İngiltere’deki McDonald’s kampanyası ise pilot proje değildi. Gerçek dünyada yapıldı. Ülkedeki 1200 restaurantı ilgilendiren bir kampanyaydı. Büyük ve süper boy patateslerin üstünde “Monster Inc” şirketinin kahramanlarından birisi, bir kod numarası ve yazı içinde bir numara bulunuyordu. Müşteriler telefonlarını kullanarak kod numarasını, yazının içindeki numaraya gönderiyorlar ve anında ödülü kazanıp kazanmadıklarını gösteren bir cevap alıyorlardı.
Şirket promosyonu Tv reklamları, restaurant’taki panolar ve www.textamonster.co.uk sitesindeki promosyonla destekledi.
Ne McDonald’s ne de partnerleri, Yani The Marketing Store ve 12snap, kampanya sonuçlarını kampanya bitimine kadar açıklamıyorlar.
Tecrübelerden Ders Almak
Bu kampanyalardan çıkan sonuçların ve derslerin tüm mobil pazarlama kampanyalarına uygulanabileceğini düşünüyorum. Öncelikle, her iki olayda da “İZİN ALMA” kavramı vardı. Hem Dunkin’ Donut hem de McDonald’s kampanyaları bir hayli saldırgan kampanyalar olmalarına rağmen, “iletişim” müşteri tarafından başlatılıyordu. Müşterilerine şöyle dedirtiyorlardı “Bizi aramayın, biz sizi ararız”.

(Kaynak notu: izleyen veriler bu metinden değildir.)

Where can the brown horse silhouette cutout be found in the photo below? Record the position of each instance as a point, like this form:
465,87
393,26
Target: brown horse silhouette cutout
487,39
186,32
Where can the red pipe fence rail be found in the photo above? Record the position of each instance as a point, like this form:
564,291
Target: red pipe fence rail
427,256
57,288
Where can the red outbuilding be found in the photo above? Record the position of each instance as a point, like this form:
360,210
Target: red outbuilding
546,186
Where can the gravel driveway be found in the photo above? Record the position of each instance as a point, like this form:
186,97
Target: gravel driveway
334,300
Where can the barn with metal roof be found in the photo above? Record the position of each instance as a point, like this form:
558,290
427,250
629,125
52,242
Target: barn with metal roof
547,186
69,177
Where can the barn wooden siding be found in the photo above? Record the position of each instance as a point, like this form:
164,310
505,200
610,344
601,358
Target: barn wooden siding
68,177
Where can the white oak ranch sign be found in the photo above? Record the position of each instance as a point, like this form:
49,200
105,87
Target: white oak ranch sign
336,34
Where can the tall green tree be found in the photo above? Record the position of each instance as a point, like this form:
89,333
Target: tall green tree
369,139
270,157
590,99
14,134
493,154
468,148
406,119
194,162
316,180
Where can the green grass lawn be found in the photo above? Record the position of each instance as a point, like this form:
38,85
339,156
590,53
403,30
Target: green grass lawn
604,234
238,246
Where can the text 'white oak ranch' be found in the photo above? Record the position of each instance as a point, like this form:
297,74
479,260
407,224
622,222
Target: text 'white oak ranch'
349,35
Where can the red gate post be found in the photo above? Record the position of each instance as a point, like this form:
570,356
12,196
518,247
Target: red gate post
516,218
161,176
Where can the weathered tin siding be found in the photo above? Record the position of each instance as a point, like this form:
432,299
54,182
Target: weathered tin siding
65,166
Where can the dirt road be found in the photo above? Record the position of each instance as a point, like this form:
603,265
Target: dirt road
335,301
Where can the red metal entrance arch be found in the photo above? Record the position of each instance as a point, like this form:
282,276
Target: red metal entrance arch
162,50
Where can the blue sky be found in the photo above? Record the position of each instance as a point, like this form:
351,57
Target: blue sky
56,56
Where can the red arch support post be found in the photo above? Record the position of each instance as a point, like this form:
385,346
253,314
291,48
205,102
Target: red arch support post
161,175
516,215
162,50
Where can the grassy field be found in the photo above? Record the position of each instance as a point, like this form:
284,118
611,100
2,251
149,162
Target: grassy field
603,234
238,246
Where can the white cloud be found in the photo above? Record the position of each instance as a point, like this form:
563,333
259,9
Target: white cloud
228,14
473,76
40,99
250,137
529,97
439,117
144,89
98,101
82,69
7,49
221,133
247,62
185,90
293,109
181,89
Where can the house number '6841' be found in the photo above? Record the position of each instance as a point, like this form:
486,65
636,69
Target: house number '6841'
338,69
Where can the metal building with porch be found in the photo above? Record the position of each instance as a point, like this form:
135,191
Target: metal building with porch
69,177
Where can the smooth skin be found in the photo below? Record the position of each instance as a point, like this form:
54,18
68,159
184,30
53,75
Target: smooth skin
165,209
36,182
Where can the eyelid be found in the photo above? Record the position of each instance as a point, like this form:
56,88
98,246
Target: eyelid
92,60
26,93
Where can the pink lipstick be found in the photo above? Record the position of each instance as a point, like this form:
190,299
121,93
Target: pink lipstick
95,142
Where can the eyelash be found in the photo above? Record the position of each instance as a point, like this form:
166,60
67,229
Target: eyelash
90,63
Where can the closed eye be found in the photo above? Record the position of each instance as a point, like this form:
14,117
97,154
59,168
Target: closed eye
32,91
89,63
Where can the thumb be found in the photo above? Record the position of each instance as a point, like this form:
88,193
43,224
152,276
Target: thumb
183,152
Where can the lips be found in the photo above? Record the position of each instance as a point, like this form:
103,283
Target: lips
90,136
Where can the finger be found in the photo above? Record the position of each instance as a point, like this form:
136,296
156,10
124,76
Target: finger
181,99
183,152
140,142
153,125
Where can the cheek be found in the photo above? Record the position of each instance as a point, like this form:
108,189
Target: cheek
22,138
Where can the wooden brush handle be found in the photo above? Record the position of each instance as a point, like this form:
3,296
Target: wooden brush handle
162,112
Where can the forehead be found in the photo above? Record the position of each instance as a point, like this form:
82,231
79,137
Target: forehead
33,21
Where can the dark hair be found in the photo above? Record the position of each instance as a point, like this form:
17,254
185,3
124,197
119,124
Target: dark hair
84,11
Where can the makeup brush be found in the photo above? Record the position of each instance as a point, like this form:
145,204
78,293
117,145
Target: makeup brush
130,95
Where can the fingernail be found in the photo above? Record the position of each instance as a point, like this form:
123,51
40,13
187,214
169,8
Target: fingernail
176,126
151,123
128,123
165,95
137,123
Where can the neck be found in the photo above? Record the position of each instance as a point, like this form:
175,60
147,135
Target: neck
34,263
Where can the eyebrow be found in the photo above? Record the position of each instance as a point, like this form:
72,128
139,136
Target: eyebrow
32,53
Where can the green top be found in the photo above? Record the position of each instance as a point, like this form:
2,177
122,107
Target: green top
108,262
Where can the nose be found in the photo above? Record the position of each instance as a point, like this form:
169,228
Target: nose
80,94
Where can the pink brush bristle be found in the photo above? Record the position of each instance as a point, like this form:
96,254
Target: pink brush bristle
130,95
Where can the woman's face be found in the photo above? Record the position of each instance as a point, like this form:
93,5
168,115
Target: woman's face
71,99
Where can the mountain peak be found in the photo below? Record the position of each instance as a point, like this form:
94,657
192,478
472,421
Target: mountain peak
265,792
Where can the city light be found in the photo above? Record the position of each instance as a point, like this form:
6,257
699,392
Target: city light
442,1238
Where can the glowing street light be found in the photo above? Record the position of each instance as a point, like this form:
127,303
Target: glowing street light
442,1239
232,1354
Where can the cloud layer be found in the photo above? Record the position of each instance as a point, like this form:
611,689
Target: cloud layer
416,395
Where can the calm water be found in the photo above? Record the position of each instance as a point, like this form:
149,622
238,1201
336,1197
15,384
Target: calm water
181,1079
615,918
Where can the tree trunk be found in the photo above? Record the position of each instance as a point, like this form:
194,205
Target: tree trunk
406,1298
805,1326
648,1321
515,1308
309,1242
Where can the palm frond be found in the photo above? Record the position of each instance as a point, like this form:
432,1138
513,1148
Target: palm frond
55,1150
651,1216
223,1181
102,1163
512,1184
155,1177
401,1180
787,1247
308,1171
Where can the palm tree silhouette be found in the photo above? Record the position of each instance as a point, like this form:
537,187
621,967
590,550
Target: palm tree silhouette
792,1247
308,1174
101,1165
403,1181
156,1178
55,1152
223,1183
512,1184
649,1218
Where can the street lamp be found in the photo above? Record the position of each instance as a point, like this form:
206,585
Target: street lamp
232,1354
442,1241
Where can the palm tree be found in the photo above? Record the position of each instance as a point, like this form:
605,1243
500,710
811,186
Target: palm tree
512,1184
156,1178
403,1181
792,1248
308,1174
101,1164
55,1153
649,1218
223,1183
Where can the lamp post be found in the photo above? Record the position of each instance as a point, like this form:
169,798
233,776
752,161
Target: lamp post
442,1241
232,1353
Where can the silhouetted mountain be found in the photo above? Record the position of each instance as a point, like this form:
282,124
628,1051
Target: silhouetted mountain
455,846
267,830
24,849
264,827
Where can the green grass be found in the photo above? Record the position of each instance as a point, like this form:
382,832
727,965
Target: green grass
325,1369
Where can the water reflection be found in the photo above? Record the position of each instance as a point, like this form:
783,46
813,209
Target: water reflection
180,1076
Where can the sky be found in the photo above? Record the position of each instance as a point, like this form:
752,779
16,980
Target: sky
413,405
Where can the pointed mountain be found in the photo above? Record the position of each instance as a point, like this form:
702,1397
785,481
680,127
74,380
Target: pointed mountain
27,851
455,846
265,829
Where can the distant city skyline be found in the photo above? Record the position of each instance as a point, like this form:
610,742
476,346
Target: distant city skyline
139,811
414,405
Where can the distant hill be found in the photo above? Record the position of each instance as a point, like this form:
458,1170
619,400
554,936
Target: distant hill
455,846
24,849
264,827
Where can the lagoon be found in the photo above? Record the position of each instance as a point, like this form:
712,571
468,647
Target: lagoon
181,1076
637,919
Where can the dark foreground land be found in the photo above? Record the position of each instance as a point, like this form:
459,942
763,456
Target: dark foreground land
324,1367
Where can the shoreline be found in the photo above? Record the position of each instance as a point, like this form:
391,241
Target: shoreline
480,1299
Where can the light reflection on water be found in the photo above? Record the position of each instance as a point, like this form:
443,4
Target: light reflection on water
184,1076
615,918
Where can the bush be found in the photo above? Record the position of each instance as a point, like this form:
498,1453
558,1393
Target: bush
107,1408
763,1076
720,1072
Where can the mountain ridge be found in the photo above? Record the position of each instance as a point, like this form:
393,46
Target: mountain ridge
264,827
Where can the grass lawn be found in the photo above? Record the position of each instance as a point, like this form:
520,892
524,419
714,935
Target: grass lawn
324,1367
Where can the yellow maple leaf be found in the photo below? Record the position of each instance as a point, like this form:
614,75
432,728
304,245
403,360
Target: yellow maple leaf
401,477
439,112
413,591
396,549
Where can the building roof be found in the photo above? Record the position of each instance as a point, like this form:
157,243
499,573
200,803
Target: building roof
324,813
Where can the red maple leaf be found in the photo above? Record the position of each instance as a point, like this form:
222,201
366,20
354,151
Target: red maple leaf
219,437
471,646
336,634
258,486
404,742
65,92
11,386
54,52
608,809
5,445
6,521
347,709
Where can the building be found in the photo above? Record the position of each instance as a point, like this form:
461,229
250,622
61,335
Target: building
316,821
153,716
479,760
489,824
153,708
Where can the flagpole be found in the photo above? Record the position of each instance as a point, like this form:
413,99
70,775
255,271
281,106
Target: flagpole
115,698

İkinci olarak, mobil, tekbaşına kullanılmamıştı. Bir medya çalışmasının parçası olarak kullanıldı. Biz daha yeni online medyayı keşfederken, Mobil pazarlama diğer medyaya kıyasla çok daha kuvvetli ve zorlayıcı mesajlar verebiliyor. Mobil’in rolü benzersiz. Tüketiciye markanın kendisiyle teketek ve istediği zaman etkileşime girme şansı veriyor. Online medyadan daha ileri bir adım.
Üçüncüsü, izleme özelliği çok yüksek. Ölçülebilirlik çok önemli. Mobil pazarlama ile dijital pazarlama birlikte şekillendirilebilir. Kupon izleme altyapısı bu şekilde daha kolaylaşabilir.
Şüphesiz, ABD’deki SMS altyapısı Avrupa’nın gerisinde kalmış durumda olmasına rağmen operatörler bu konudaki gelir imkanlarını görerek uyanmaya başladılar. Avrupa’da tüketiciler SMS başına 0.10 $ ödüyorlar. Yani herkes kazanıyor. Taşıyıcılar pazarlarını oluşturuyor. Pazarlamacılar mesajlarını duyuruyor. Tüketiciler istedikleri markaların reklamlarını alıyor. Bu sistemin ABD’de devreye girmesi çok zaman almayacak. Markanız hazır mı?